XBP-1s specifically associates with the KSHV ORF50 promoter, activates ORF50 expression, and synergizes with KSHV RTA in this activity. (A) A schematic representation of the ORF50 promoter used to construct the deletion series of the luciferase reporter constructs. Nucleotide numbers are relative to the KSHV genome sequence NC 003409. (B) HEK 293T cells were transfected with a luciferase reporter plasmid in addition to either pIG (control), pXBPuIG (XBP-1u), or pXBPIG (XBP-1s). At 48 h posttransfection, cells were harvested and luciferase activity was recorded and plotted as a percentage of the activity of the full-length promoter. (C) Chromatin precipitation of XBP-1s. BCBL-1 cells were transfected with pIG or pXBPsIG (which encodes His-tagged XBP-1s).
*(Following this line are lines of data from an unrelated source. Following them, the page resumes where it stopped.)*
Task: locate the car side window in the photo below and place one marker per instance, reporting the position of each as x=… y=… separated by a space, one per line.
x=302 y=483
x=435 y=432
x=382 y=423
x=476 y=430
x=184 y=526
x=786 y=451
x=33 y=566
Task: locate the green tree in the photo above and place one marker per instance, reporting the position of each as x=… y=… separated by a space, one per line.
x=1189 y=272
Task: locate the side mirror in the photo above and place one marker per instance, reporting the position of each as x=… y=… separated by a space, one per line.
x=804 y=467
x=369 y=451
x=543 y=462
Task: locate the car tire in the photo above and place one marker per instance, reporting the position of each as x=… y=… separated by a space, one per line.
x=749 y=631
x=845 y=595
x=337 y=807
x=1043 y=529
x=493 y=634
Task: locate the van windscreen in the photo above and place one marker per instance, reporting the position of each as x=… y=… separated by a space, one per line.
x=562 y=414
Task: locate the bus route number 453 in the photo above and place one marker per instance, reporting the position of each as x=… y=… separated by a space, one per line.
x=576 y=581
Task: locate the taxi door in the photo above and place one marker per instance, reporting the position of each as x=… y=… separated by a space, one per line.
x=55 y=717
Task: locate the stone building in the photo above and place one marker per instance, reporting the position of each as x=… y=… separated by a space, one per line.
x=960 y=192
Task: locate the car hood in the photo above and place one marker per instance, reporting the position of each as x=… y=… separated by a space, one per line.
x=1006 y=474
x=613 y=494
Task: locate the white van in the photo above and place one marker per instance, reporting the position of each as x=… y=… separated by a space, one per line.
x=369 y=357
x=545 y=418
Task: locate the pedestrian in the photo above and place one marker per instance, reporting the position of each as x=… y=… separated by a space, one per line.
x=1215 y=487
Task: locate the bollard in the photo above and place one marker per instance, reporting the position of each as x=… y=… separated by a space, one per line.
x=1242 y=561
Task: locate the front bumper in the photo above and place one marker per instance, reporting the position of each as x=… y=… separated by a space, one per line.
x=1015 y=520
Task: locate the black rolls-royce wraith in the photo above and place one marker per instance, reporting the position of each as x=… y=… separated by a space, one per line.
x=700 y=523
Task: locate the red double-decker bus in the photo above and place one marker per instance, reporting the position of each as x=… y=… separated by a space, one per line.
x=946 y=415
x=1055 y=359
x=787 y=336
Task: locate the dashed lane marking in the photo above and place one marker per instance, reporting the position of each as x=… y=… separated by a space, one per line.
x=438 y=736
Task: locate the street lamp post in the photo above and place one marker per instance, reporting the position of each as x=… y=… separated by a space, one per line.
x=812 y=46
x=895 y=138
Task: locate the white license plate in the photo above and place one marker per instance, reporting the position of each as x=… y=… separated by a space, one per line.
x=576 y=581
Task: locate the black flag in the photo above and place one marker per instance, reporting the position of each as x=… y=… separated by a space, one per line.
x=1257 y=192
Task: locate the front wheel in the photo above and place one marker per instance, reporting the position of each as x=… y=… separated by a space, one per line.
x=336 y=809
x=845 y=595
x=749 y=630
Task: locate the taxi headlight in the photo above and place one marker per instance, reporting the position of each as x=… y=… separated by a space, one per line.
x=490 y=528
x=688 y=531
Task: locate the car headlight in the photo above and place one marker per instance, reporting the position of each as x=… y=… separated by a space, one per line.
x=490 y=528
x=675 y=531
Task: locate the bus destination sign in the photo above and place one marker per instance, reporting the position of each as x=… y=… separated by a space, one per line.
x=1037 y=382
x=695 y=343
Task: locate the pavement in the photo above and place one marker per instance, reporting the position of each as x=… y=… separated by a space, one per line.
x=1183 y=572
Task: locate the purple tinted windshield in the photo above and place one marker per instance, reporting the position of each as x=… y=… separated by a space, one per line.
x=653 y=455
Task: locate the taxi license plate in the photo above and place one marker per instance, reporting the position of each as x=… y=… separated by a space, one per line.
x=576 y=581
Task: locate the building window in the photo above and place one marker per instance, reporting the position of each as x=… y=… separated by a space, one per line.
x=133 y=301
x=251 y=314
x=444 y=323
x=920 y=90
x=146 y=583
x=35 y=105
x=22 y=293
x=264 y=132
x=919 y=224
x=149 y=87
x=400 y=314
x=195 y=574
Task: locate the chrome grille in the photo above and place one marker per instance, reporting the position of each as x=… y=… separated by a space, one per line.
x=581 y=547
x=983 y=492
At 48 h posttransfection, cell lysates were immunoprecipitated and PCR amplifications of the KSHV ORF50 promoter, ORF73 promoter, and human DNAJB9 promoter from input, no-antibody controls (No Ab), or immunoprecipitates with anti-HIS (His Ab) were performed. (D) A schematic representation of the ORF50 promoter, including the ORF50 intron, used to construct the deletion series of the DsRed reporter constructs. (E) HEK 293T cells were transfected with a DsRed reporter plasmid in addition to pXBPuIG (XBP-1u) or pXBPIG (XBP-1s), and the percentage of DsRed-express-positive cells was quantified at 48 h posttransfection by flow cytometry. (F) HEK 293T cells were transfected with the full-length ORF50 promoter DsRed reporter plasmid (p50Redi) and pXBPsIG or the molar equivalents of pIG, pXBPuIG, or pCMV-RTA. Half the amount of pXBPsIG, pXBPuIG, pIG, or pCMV-RTA was used in dual transcription factor transfections. The percentages of DsRed-express-positive cells were quantified as described for panel C and are plotted as changes (n-fold) in promoter activity.